Nineteen people participated in the meeting representing 10 countries/organizations. Countries that participated included: Bangladesh, China, India, Malaysia and Thailand. Johan Roos, Dr. Neil Baird and myself represented Interferry. Dr. Baird delivered an excellent presentation on “Why Domestic Ferry Safety is Improving in Asia”. I addressed the group reconfirming Interferry’s core principal of safety and our overarching goal of improving ferry safety in the developing world.

At the end of the teleconference, the “Bangkok Declaration 2020”, which outlined enhancing domestic ferry safety in the Asia Pacific region and the development of model regulations, was presented for participants to endorse. Interferry was pleased to support the declaration and strongly supports the establishment of model regulations, through the IMO, once its Maritime Safety Committee resumes its schedule. Here’s a link to the declaration as well as the UN ESCAP website that provides more information on the meeting and access to all the presentations that were made throughout the day.

Interferry’s Call for Amendments to EU Passenger Rights Legislation

The OPC members and Interferry staff spent considerable time this month at meetings with and the drafting of letters to the EC. We requested that the EC’s Passenger Rights legislation be amended to allow operators the option to provide credits for future travel as opposed to cash refunds only. This would come with the caveat that operators would agree to provide cash refunds at a reasonable point of time in the future, if passengers weren’t able to use their credits for ferry travel.

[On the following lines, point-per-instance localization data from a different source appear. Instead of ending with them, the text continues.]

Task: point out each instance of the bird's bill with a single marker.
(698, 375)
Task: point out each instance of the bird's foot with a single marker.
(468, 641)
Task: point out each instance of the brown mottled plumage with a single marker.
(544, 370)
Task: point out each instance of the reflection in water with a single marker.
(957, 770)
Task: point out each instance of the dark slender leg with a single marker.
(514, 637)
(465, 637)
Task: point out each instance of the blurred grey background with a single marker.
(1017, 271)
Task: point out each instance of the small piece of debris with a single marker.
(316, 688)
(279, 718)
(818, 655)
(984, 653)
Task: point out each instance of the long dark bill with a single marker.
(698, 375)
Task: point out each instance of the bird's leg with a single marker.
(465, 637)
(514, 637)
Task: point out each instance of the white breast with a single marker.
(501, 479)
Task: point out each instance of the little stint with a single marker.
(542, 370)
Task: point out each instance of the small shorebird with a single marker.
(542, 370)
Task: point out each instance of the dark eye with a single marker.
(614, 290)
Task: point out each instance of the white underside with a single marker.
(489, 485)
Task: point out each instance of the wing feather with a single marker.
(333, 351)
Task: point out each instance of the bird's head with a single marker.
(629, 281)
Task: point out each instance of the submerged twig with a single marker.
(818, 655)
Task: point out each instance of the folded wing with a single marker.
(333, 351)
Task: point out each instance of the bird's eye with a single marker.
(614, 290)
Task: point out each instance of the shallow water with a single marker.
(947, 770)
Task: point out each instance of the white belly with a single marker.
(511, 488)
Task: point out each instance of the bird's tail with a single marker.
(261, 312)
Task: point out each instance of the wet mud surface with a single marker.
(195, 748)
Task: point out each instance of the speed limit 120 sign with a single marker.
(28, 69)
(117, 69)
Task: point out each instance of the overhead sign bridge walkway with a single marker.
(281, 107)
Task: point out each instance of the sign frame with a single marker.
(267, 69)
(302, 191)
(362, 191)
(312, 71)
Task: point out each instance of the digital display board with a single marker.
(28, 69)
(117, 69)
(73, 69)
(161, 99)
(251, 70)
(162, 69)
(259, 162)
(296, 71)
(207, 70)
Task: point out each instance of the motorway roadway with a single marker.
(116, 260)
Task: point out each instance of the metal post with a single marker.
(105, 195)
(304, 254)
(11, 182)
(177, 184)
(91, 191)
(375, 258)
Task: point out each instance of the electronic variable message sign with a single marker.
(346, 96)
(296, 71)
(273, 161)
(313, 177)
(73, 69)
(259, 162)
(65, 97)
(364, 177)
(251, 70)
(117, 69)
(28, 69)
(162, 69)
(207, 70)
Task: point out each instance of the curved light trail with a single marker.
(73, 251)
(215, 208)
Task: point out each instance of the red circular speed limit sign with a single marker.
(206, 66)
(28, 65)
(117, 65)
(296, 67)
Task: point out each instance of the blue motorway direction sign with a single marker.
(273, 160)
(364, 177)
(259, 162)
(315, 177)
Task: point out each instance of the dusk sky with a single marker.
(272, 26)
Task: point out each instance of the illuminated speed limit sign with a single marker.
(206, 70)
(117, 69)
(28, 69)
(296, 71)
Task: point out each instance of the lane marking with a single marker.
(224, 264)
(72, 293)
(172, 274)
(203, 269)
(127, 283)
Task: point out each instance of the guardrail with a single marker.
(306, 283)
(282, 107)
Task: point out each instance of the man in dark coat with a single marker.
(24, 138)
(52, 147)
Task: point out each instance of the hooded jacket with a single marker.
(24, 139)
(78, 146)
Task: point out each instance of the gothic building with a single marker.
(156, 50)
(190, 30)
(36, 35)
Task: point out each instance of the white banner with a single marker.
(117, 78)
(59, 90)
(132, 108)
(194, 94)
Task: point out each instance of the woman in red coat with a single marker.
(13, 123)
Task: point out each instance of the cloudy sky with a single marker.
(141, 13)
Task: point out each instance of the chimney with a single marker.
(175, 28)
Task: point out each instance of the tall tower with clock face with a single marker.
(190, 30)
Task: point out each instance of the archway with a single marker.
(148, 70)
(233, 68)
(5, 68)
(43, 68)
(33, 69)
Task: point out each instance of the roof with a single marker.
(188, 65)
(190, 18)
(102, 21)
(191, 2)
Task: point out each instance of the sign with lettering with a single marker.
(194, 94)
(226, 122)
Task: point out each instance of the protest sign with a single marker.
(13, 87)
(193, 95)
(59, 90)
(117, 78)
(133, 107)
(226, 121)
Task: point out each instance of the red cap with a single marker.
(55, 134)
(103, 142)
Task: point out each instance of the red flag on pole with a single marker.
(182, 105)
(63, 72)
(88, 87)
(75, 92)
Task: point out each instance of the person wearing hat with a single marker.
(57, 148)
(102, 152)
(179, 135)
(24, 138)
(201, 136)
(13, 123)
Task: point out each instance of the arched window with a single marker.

This issue is very important to many of our members who need to preserve as much working capital as possible to survive current downturns in traffic, ranging from 75 to 90 percent, and the very real possibility that the lucrative summer travel season may not materialize.

This request, specific to our European members, comes on the heals of an earlier request Interferry made on behalf of all global member operators for governments at all levels to provide financial support to operators as they continue to provide life-line service while racking up unsustainable losses. I’m pleased to see that at least a handful of governments have stepped in to directly support their respective ferry industries. Still, much more needs to be done now that the busy summer season is in doubt for the majority of our northern hemisphere members.

In closing, I would like to reassure you that the Interferry team will do everything in our power to ensure that our 45th annual conference, now scheduled for Santander in 2021, will be a resounding success – and once again bring together families, friends and colleagues from all over the ferry world.

Likewise, whether virtually or in person, we will continue our laser sharp focus to ensure the voice of the ferry industry is heard loudly and clearly at the IMO, EU and other flag states around the world. Interferry will continue to be the conduit that connects the global ferry community.